The Department of Health and Human Services issued today a final rule (warning: pdf) mandating the adoption of ICD-10-CM as a code set under the Health Insurance Portability and Accountability Act (HIPAA). It pushed back the deadline from Oct 1, 2011 (from its proposed rule last August) to Oct 1, 2013.
At approximately the same time, the National Center for Health Statistics released a new, 2009 version of ICD-10-CM that is available here. Instead of the 23MB, 2,392 page PDF file of the 2007 format, we now have an 8.8MB, 2,369 page PDF file.
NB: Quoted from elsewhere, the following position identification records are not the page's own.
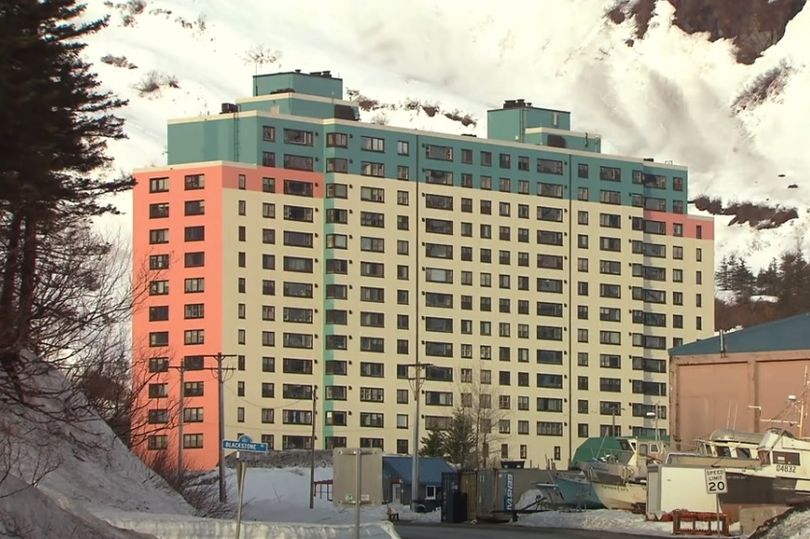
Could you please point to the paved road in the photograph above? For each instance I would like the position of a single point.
(503, 531)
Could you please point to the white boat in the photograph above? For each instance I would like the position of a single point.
(723, 448)
(626, 465)
(782, 477)
(630, 496)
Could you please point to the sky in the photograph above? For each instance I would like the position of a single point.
(667, 96)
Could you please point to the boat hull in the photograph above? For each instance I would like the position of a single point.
(576, 491)
(747, 489)
(628, 496)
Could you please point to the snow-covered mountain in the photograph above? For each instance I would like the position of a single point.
(625, 68)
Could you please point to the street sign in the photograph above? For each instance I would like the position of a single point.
(245, 443)
(716, 481)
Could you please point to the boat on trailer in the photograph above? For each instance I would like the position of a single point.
(782, 477)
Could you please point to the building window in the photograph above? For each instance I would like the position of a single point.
(158, 185)
(337, 140)
(372, 144)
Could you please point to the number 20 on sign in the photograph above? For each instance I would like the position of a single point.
(716, 481)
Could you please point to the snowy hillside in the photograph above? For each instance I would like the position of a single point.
(667, 95)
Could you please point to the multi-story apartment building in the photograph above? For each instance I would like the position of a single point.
(541, 280)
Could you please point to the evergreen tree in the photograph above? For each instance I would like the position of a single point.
(433, 444)
(459, 440)
(741, 279)
(54, 127)
(768, 279)
(795, 279)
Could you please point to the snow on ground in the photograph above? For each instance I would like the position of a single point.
(669, 95)
(795, 526)
(94, 477)
(26, 511)
(183, 527)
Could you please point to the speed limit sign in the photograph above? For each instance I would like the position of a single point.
(716, 481)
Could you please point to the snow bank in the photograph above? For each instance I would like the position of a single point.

A trimming of 1% on the page count, and a shrinking of over 50% in file size.
The health care industry now has a little more than 4.5 years to find every usage of ICD-9-CM codes in all of its systems, and upgrade and test them to use ICD-10-CM. All the effort spent on that, will not be spent on adopting electronic medical records, devising and participating in pay for performance programs, improving patient safety, automating the reporting of notifiable diseases, chronic disease management, quality initiatives, adopting other information technology standards for true interoperability, and the list goes on.
ICD-10-CM fails every basic requirement demanded of modern technology, terminology, and ontology, and yet it--and previously ICD-9-CM which also fails to meet these requirements--are the only code sets the government has mandated the industry adopt en masse. We suppose it's not surprising coming from a government bureaucracy. But it still is senseless.